Different Kinds of Social Traps
- Time delay social traps are characterized by shifts from positive to negative consequences after the passage of time. One example of a time delay trap would be the unhealthy combination of eating excessively and avoiding exercise. Immediately, you feel gratified by the taste of scrumptious food and by the avoidance of physically demanding activity -- but once more time passes, the negative results of weight gain and energy depletion surface as consequences for the poor regimen.
- Sliding reinforcers begin with positive outcomes, but yield progressively more negative outcomes each time the action is repeated. An initial experience using drugs may yield an ecstatic high, but tolerance, dependency and addiction increase each time the user comes down from his high.

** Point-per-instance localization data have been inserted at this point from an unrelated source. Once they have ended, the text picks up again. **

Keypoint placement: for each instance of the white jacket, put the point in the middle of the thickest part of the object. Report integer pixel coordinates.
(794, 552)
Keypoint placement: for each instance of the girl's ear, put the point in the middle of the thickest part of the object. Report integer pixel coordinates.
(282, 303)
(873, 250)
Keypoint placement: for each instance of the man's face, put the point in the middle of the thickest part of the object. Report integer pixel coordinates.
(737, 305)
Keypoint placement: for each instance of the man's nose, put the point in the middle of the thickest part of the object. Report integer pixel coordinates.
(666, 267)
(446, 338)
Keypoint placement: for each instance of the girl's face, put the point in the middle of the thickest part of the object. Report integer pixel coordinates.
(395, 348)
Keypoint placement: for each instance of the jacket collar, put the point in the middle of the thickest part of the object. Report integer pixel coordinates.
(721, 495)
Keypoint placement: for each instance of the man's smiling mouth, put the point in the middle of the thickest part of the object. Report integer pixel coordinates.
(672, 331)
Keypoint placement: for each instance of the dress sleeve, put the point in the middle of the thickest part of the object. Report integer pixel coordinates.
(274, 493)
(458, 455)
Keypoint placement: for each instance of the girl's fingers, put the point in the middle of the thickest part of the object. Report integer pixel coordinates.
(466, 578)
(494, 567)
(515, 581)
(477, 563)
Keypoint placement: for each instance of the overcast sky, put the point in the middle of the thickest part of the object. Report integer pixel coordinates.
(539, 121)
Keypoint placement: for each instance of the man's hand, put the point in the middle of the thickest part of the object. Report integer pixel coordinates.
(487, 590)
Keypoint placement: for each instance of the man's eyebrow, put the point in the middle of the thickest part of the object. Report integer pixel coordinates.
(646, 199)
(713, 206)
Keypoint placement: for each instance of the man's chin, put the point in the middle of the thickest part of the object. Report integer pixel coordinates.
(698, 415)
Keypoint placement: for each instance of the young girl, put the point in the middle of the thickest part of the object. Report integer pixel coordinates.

To satisfy the addiction, more and more of the drug is needed, and its harmful physiological and psychological effects compound with each use.
- Social traps of ignorance result from an individual's total lack of awareness regarding the risks and potential outcomes of a relatively harmless action. Telling a personal secret to a confidant without realizing someone else is in hearing range, for instance, would qualify as a social trap of ignorance.
- Missing hero social traps involve scenarios in which each individual in proximity to a negative occurrence fails to provide a remedy because doing so is not to his immediate benefit. Since no one addresses the issue, all suffer. Platt's example involved traffic delays due to an obstruction in the road. No one close enough to see the obstruction wants to cause himself further delay by getting out of his car and removing the obstruction himself. By the time drivers farther back are finally near enough to see the obstruction, they've been held up so long themselves that they certainly won't cause themselves further delay by getting out to remove the obstruction -- so traffic delays continue.
- Tragedy of the commons describes a social trap in which no individual acts directly against a group's interests by acting to benefit himself -- but when several individuals act in the same manner, a detriment results. For instance, most people understand the need to conserve natural resources like water -- yet many figure that the extra-long shower they take daily, or they sprinklers they have on each night, won't use up enough water to make any real difference to the water supply. They would be right, if several others did not think the same way -- thus, collectively, draining a much more significant share of limited resources than they realize.